Sentou no banco da praça por mais alguns dias, fumou os últimos cigarros dela - sozinho e pensando nela. Quando o último se apagou, pensou no que havia dito sobre as mulheres viverem mais e disse para si mesmo que aquilo era só uma covardia de sua parte, porque é muito mais fácil morrer e ser carregado para o leito, do que enfrentar o esquecimento como fazia agora. Embasar na ciência sua própria morte prematura lhe retirava a necessidade de imaginar um mundo sem sua velha. Foi embora pouco antes do sol se pôr e nunca mais voltou àquela praça - ela acabou por perder todos seus bancos de vez, todos os restos de plantas e de vida, e perdeu infinito aquele casal. O velho deixou para trás a lembrança de um banco azul-muito-forte, e um sorriso de mulher, e uma lembrança de uma vida que não houve. Deixou para trás o cigarro, nunca mais fumou.
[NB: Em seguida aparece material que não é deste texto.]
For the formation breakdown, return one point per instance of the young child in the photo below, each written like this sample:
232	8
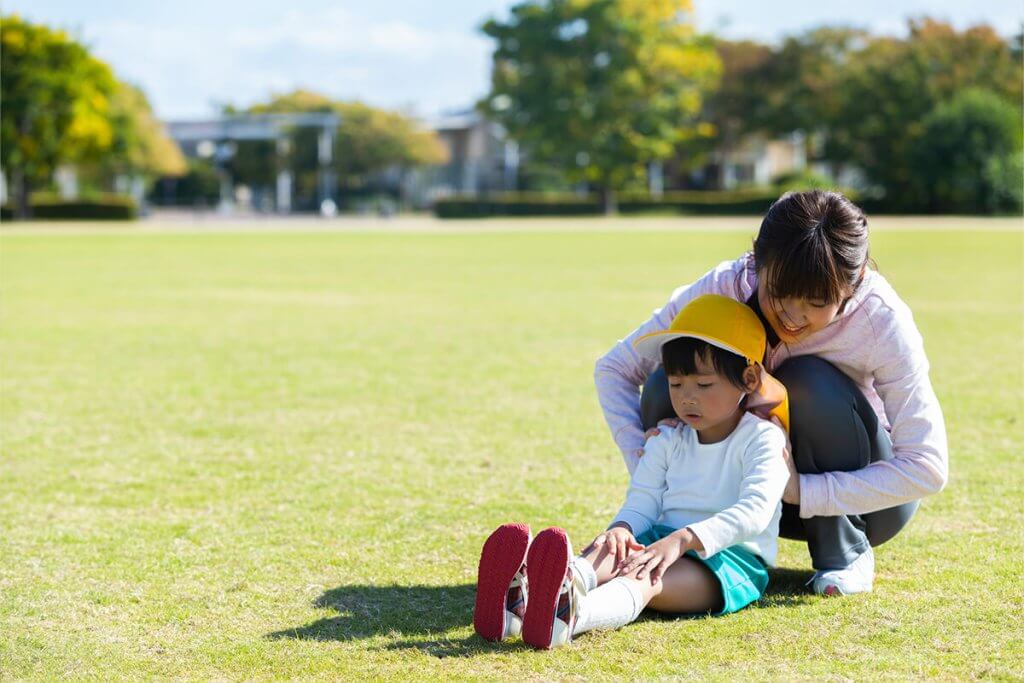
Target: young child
699	524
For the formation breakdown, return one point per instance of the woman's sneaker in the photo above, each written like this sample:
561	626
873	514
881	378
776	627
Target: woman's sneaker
501	583
555	591
858	578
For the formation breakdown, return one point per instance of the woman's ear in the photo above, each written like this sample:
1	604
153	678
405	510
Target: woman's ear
752	378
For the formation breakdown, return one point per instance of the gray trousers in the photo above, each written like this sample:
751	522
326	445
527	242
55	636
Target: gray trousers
833	429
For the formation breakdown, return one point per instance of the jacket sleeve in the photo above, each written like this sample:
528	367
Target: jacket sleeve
643	501
765	474
920	464
620	373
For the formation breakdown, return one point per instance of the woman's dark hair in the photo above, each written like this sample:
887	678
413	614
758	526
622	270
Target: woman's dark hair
680	357
812	245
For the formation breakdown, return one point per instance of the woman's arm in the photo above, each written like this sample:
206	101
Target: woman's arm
621	372
920	464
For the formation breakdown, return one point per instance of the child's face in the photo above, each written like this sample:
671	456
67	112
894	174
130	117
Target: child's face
707	401
795	318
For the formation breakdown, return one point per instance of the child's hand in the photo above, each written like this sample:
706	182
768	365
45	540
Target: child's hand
617	541
654	431
658	556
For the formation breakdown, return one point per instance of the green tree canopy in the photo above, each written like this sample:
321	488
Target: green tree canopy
368	139
968	157
600	88
60	104
55	104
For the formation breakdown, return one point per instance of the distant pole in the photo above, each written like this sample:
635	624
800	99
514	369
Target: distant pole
655	179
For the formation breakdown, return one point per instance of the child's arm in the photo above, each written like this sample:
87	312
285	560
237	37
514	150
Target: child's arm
765	475
643	501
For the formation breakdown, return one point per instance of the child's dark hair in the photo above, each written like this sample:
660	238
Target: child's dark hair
812	245
680	355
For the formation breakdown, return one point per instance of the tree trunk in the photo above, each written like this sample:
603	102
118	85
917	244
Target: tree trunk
23	210
608	201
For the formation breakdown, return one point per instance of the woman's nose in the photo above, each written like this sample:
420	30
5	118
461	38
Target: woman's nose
795	310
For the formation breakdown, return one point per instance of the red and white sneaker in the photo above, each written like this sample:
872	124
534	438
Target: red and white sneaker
501	583
555	591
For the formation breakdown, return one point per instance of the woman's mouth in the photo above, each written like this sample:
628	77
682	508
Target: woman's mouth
790	328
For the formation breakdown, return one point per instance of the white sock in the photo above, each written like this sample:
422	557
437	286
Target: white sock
609	606
586	571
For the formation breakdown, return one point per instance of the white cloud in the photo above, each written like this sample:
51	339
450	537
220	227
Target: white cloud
184	69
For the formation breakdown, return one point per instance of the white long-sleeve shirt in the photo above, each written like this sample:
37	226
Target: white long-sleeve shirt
729	493
873	341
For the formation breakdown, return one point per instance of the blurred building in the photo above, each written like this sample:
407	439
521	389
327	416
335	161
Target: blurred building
481	160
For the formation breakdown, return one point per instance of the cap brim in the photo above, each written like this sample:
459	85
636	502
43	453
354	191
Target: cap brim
649	346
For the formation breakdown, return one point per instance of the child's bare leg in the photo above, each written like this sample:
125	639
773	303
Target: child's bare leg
687	586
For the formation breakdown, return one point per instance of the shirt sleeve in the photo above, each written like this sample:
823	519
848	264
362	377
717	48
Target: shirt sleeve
765	474
621	372
920	463
643	501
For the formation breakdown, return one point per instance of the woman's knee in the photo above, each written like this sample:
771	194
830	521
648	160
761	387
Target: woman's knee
833	426
655	403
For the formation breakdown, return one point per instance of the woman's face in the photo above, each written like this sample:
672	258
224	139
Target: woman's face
794	318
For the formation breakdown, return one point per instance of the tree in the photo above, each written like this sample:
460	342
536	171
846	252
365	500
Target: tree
55	104
968	157
890	86
367	140
140	141
600	88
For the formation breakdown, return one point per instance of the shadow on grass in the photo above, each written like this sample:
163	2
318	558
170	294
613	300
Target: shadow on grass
787	588
417	616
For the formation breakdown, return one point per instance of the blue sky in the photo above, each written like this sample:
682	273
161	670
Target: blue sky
423	57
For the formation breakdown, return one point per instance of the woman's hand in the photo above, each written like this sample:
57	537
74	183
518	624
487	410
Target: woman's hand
657	557
654	431
792	493
619	541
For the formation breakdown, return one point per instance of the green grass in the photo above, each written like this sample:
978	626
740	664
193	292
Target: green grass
275	455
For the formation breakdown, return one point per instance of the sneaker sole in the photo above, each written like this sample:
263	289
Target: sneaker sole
503	555
546	566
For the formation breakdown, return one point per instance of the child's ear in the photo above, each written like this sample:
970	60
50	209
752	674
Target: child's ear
752	378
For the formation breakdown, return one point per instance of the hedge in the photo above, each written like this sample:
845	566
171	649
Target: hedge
111	207
686	203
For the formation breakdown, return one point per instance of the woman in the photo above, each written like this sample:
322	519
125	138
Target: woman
868	438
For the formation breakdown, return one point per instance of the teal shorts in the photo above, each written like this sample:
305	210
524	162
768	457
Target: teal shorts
742	574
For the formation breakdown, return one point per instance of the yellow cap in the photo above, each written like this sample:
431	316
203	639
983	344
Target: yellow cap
730	325
717	319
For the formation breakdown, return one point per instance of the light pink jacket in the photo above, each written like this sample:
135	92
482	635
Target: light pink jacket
873	341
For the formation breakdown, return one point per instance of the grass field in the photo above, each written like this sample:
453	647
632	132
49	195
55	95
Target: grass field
276	454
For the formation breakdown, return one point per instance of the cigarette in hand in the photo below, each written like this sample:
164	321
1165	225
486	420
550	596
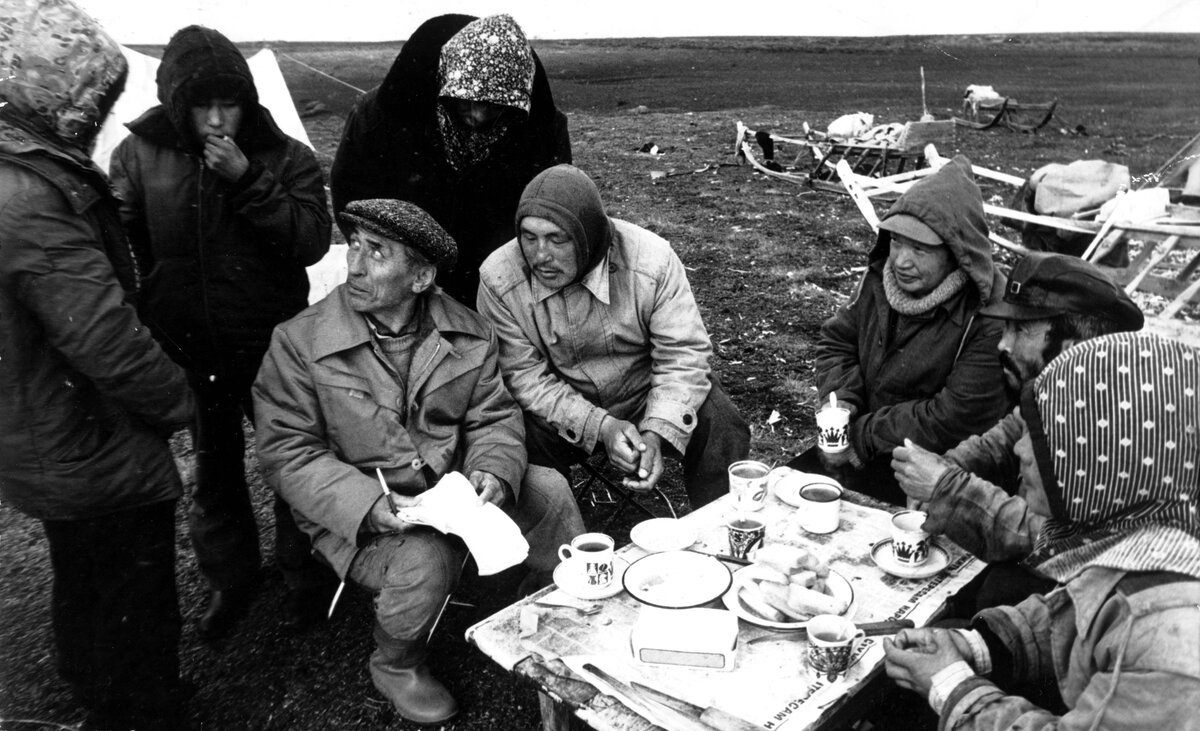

Ele morreu cerca de dois anos depois dela, seu último pedido foi para que o cremassem. Suas cinzas deveriam ser jogadas por aí, para que seus carbonos se misturassem com a natureza, com a vida, queria voltar ao mundo, fazer parte de tudo dessa vez - inclusive da nicotina e da fumaça dos cigarros. Antes de morrer, pediu para ir até à janela do hospital, dar uma última olhada no mundo com seus olhos humanos - seus filhos o levantaram dizendo sempre "não diga isso, papai, o senhor vai ficar bem". Quando chegou à janela, pôde ver uma praça defronte, não a sua praça e de sua velha amiga de outrora, mas uma que fica para quem ainda tem o que viver, e para quem ainda tem tempo para fazer de sua vida o que bem entender dela. Nesse momento ele chora, suas últimas lágrimas, que tem dificuldade de sair e descer todo o percurso esburacado pelas rugas. Com os olhos marejados lembra exatamente de como era o rosto de sua amiga, seus tiques nervosos, seu cheiro - lembra plenamente do azul fortíssimo do banco. São quinze para as seis, e não tem ninguém lá.